Asked about the lack of race seats for those drivers to progress to, Brawn added: "Look who we've seen come in, we've seen George [Russell] come in, Charles [Leclerc] come in, Max [Verstappen] come in, we've seen other drivers come in.

"So there is the opportunity there. It's great to try and help, but I don't think we're lacking in young drivers coming through into F1."

Several teams do not have active young driver programmes, notably McLaren, and will thus now have to begin a search for suitable candidates.

"We were very supportive in putting mandatory sessions in place at the post-season tests, or even during the season in practice sessions allow rookies to do official sessions," said McLaren boss Andreas Seidl.
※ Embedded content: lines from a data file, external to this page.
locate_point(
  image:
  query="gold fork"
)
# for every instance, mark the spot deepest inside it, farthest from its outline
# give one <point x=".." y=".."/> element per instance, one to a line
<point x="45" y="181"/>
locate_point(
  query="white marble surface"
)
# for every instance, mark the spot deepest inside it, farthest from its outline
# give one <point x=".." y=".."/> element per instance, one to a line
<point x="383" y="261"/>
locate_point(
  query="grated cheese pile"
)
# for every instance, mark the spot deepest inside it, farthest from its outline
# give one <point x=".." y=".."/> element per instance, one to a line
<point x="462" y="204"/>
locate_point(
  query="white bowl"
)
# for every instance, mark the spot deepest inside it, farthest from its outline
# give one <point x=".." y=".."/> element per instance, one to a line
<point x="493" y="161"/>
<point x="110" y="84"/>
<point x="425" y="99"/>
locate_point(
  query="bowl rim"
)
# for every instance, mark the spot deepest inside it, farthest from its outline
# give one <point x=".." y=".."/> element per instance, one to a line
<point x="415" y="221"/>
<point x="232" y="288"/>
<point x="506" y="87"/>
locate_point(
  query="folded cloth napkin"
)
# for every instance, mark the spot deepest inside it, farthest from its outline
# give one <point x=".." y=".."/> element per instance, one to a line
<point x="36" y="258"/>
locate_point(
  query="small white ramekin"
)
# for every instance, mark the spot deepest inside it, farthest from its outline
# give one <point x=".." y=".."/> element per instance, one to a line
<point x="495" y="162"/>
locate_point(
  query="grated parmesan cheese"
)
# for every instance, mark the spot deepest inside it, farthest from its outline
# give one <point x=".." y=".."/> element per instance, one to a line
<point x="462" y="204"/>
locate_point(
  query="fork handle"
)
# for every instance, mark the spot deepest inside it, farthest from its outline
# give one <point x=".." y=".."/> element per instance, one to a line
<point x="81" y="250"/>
"It's very hard for rookies nowadays with all the limited testing to get seat time. So we're very happy with that, and we are also in favour to promote this even further more. it is the discussion we are having with the others teams, FIA and F1 going forward.

"I suppose we are looking into who we actually want to give the chance to be in our car for these sessions. That's a process that is ongoing at the moment."

Andreas Seidl, Team Principal, McLaren

Andreas Seidl, Team Principal, McLaren

Photo by: Jerry Andre / Motorsport Images

Seidl has no issue with giving up Fridays.

"Absolutely happy with that. It also makes sense that we introduce that gradually. Next year we speak about two or three practice sessions so it's a good first step.

"But then I think moving forward we would be also happy to ramp this number of sessions up.

"It's good to have this also mandatory, so it's in the end, from a sporting perspective, the same for each team, and fair in the end. That's why we were very supportive with putting that in place."

Aston Martin is another team that will now have to consider options for the rookie role.

"For sure it will benefit those who do have young driver programmes," said team boss Otmar Szafnauer.

"And, for us, because we don't, we prefer to make sure our drivers have the maximum time in the car. However, we've got to look at it from a holistic standpoint and feeding the sport with younger talent and coming up.

"It seems like as time goes on we have less and less testing, and how are they to get the experience they need."